Légende photo : Camp de réfugiés palestiniens au pied du Mont Gazirim © MS/ProtestInfo



Au point de rendez-vous, je retrouve Hijazi, le guide de la journée et les quelques vingt-cinq touristes américains. Très vite, je réalise que je suis tombée sur un groupe de fervents chrétiens qui ne semblent pas connaître grand chose de la réalité palestinienne. Leur guide israélien n’étant pas autorisé - par les autorités israéliennes - à entrer dans les territoires occupés, le groupe s’accommode donc d’un guide palestinien, avec la demande exprès pourtant qu’il ne parle pas de politique. Au premier arrêt café, certains d’entre eux sortent des cartes de la région et se demandent où se trouve, dans le fond, la Cisjordanie et quelle portion du territoire elle recouvre. Je m’inquiète : où donc faudra-t-il commencer ?

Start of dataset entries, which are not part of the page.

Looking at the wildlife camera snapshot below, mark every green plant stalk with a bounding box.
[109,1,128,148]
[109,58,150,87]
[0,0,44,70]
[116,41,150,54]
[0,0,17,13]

Nous arrivons à notre destination, le mont Garizim au-dessus de Naplouse, un lieu biblique important puisque c’est là, selon la tradition, que Josué serait solennellement entré en terre promise avec le peuple d’Israël. Selon Deutéronome 27, Moïse prescrit un rituel très précis pour marquer cette entrée en terre promise.

C’est une chose de lire la bible chez soi, dans sa communauté locale bien loin des réalités géopolitiques de ce pays. C’en est une autre de la lire alors qu’on a les pieds bien posés dans son paysage.

L’un des éléments de ce rituel est un rappel des commandements à observer sous la forme d’une série de bénédictions et de malédictions: la moitié du peuple doit se tenir sur le mont Garizim pour y prononcer les bénédictions, l’autre moitié en face, sur le mont Ébal, pour y prononcer les malédictions. Notre petit groupe se propose de revivre ce moment biblique, au moins en partie, et de lire le texte de Deutéronome 27 rassemblé sur le mont Garizim.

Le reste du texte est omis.